Mas não satisfeitos, as principais lideranças são caçadas em processos de dá inveja aos “processos de Moscou”. Para não ter dúvida, quanto à farsa, vimos graves acusações via PowerPoint com convicção, sem que se precisasse de qualquer prova. As delações como único método para se investigar, com imposição enormes penas e/ou prisões preventivas sem fim, apenas para negociar as famigeradas e arbitrárias delações premiadas.
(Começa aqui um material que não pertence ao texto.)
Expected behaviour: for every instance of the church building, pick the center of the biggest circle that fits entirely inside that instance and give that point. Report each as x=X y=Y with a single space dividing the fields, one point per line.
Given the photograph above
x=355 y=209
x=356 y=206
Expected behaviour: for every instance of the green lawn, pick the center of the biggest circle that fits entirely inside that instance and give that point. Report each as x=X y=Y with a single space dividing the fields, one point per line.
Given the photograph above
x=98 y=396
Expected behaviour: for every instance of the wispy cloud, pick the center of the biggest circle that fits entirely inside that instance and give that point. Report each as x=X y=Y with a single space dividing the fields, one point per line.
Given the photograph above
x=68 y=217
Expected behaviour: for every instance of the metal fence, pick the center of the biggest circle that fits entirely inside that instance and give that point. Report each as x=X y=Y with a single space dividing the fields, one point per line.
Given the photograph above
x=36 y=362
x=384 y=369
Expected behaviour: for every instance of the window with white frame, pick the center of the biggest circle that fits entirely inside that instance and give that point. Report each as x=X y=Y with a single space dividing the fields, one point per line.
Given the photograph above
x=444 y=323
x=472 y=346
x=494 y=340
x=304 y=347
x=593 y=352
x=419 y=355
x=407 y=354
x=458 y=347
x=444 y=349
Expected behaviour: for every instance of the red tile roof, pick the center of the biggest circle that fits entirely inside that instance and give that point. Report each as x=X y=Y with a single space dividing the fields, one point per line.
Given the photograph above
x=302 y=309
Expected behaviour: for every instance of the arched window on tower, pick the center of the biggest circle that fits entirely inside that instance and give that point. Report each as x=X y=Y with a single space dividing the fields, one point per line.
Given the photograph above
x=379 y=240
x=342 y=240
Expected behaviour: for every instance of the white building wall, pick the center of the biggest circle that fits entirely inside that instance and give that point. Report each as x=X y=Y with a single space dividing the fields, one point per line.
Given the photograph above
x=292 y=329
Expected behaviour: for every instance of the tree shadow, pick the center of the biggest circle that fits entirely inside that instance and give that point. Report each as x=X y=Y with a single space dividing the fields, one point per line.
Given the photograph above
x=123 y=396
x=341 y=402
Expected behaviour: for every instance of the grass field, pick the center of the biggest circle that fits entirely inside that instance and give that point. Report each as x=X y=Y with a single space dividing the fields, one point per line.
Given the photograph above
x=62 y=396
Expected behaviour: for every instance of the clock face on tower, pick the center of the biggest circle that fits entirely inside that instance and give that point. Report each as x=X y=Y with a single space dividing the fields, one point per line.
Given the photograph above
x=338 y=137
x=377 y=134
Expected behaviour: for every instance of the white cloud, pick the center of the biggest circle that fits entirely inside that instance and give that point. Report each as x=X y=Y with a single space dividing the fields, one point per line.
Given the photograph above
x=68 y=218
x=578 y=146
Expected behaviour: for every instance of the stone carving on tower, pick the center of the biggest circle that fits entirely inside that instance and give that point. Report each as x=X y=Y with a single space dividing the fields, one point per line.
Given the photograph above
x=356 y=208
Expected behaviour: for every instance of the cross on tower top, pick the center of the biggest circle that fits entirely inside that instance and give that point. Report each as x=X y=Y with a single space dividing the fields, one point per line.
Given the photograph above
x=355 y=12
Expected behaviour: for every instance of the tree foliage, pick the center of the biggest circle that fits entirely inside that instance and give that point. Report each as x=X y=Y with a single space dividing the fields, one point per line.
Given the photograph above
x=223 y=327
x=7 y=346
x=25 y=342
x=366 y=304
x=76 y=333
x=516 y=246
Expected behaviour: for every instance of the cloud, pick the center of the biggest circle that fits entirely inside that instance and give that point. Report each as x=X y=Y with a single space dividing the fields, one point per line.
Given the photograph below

Mais além, a singular e reveladora pergunta do juiz-justiceiro a Lula que queria saber por que o ex-Presidente recebia deputados no Planalto, como se isso se caracterizasse como ação criminosa, ou servisse de base de prova. O Presidente exercer sua atividade essencial, a Política, é algo proibido ou ilegal. Como se os acordos e as negociações políticas fossem crimes, claro, desde que esse Presidente, seja de Esquerda. Todos os dias se lê que o Golpista recebe em nababescos jantares a base parlamentar e nomeia por apoio, sem ser admoestado.
Esse tempo sombrio, lembrou-me do que o filósofo Agamben disse em Atenas, novembro de 2013, “a democracia e a política estão em extinção”, porém, ”não sei o que é esse novo regime que surge”.
Por fim, a eleição de Bolsonaro seria vista como piada, pelo menos até um ano atrás, porém a piada, virou prosa, assim como a vitória de Trump. Todos nós erramos muito em nossas análises, este blog se dedicou longamente em estudar os fenômenos das primaveras árabes, dos indignados espanhóis, das movimentações turcas e da ruptura fascista na Ucrânia, até o advento das jornadas de junho de 2013 no Brasil.
Desde sempre, nos posicionamos frontalmente contra todos esses movimentos, por entendermos, ainda que intuitivamente que seus desfechos seriam e, foram, contra os trabalhadores e contra o povo.
Poucos de nós se atreve a nomear o inominável, apenas constatamos o CAOS.